Threats were allegedly sent by ‘Rastriya Hindu Sena’

December 29, 2014 08:42 pm | Updated December 30, 2014 12:47 am IST - NEW DELHI:

At least seven participants of the All-India Oriental Conference (AIOC) to be held in Guwahati next month have dropped out after receiving threat letters.

The letters, received only by Muslim scholars, state: “If you will come at Guwahati, Assam, our people will kill you [sic].”

The threats have been sent under the letter head “Rastriya Hindu Sena” and the address is of Bhartiya Vichar Sadhna publications, Sangh Karyalaya, Nagpore. A letter received by Jawaharlal Nehru University Arabic professor Rizwanur Rehman by speed post was sent from Vadodara, Gujarat.

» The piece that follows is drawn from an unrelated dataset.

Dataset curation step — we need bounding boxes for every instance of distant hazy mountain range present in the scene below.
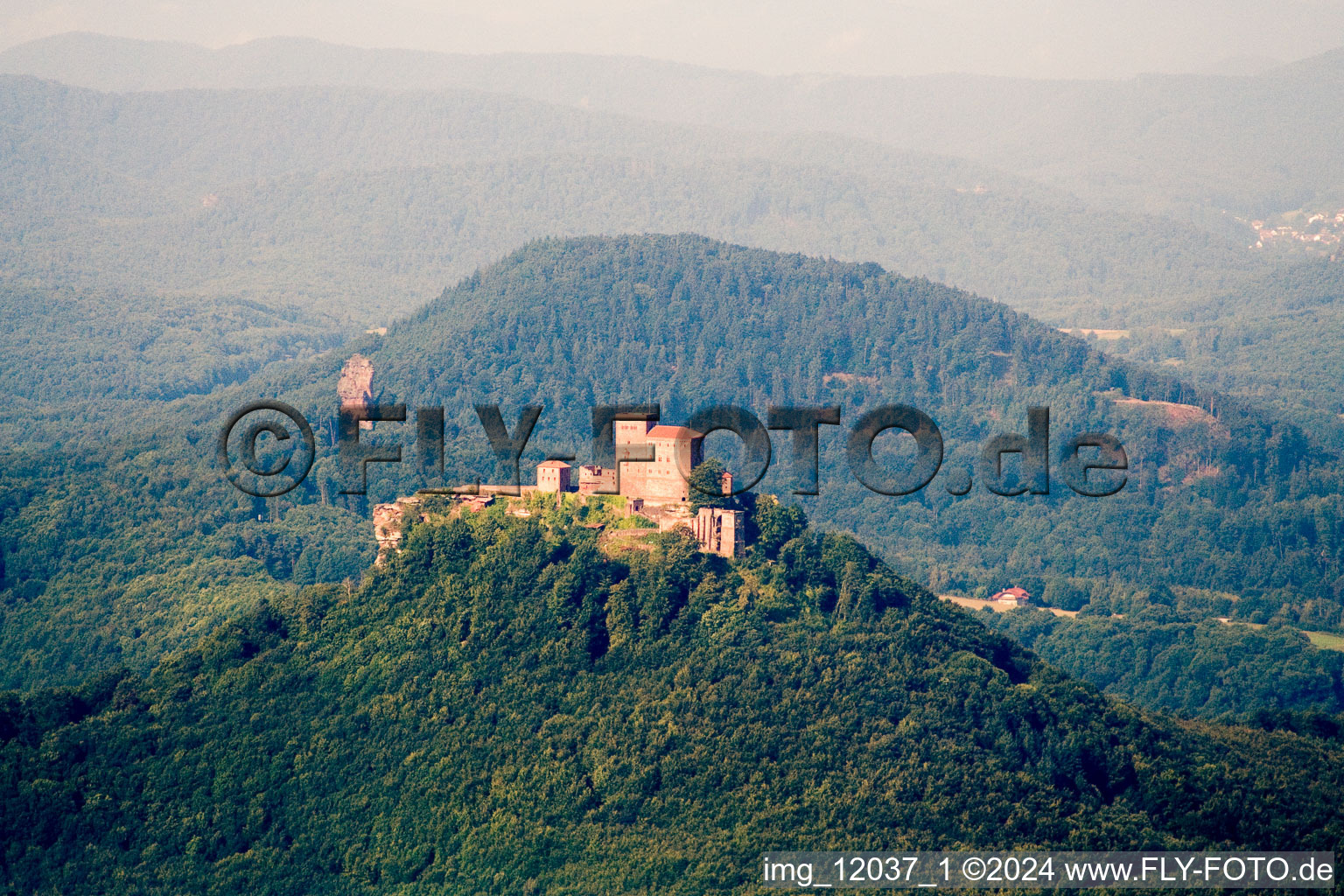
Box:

Following the threat, at least seven teachers of the Aligarh Muslim University have dropped out of the event. In a letter to the organisers, Islamic Studies scholar Abdul Majid Khan wrote, “Assam has witnessed another wave of killings. It is desirable that Islamic Studies section conference is held either in Delhi or in Aligarh where participants can make their presentation.”

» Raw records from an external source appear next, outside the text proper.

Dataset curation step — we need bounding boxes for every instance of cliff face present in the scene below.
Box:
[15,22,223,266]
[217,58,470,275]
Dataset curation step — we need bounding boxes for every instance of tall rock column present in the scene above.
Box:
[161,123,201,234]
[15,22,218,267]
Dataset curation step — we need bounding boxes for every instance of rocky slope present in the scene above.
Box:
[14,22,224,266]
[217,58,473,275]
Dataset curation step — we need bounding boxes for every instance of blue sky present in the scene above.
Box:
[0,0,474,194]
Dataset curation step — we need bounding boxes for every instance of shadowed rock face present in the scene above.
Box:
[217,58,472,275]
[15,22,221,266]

“We are academic people and we do not feel safe going there right now. So we are dropping out,” Mr. Khan told The Hindu.

The AIOC is the most prestigious biennale of Indology being held since 1919. It was started by the Bhandarkar Oriental Research Institute (BORI), Pune, where its office is located. BORI was last in the news a decade ago when it was vandalised by Maratha activists who were protesting its collaboration with author James Laine.

Papers on several subjects, including Sanskrit, Islamic Studies and Assamese, Pali, Persian and Arabic, will be presented and around 1,100 scholars have registered for the conference to be held at Gauhati University from January 2 to 4.

AIOC joint secretary Sujata Purkayastha told The Hindu on the phone from Guwahati that they have so far not received any withdrawal letter from the scholars. “We have informed the police as these letters have caused stress to the participants. We have assured them full security,” she said.


Leaders of two organisations – based in Karnataka and Madhya Pradesh — that use the banner “Rashtriya Hindu Sena” have denied any involvement in sending the threatening letters. Karnataka’s Pramod Muthalik told The Hindu, “In Nagpur, another group called Hindu Rashtra Sena is active but it is unlikely that it is behind these letters as it is not involved in academics.”

Bhopal’s Surendra Parmar said the letters seem to be a hoax. “Hindu Rashtra Sena’s Dhananjay Desai is in jail [for an alleged murder in Pune.] This looks like the work of a disgruntled individual.”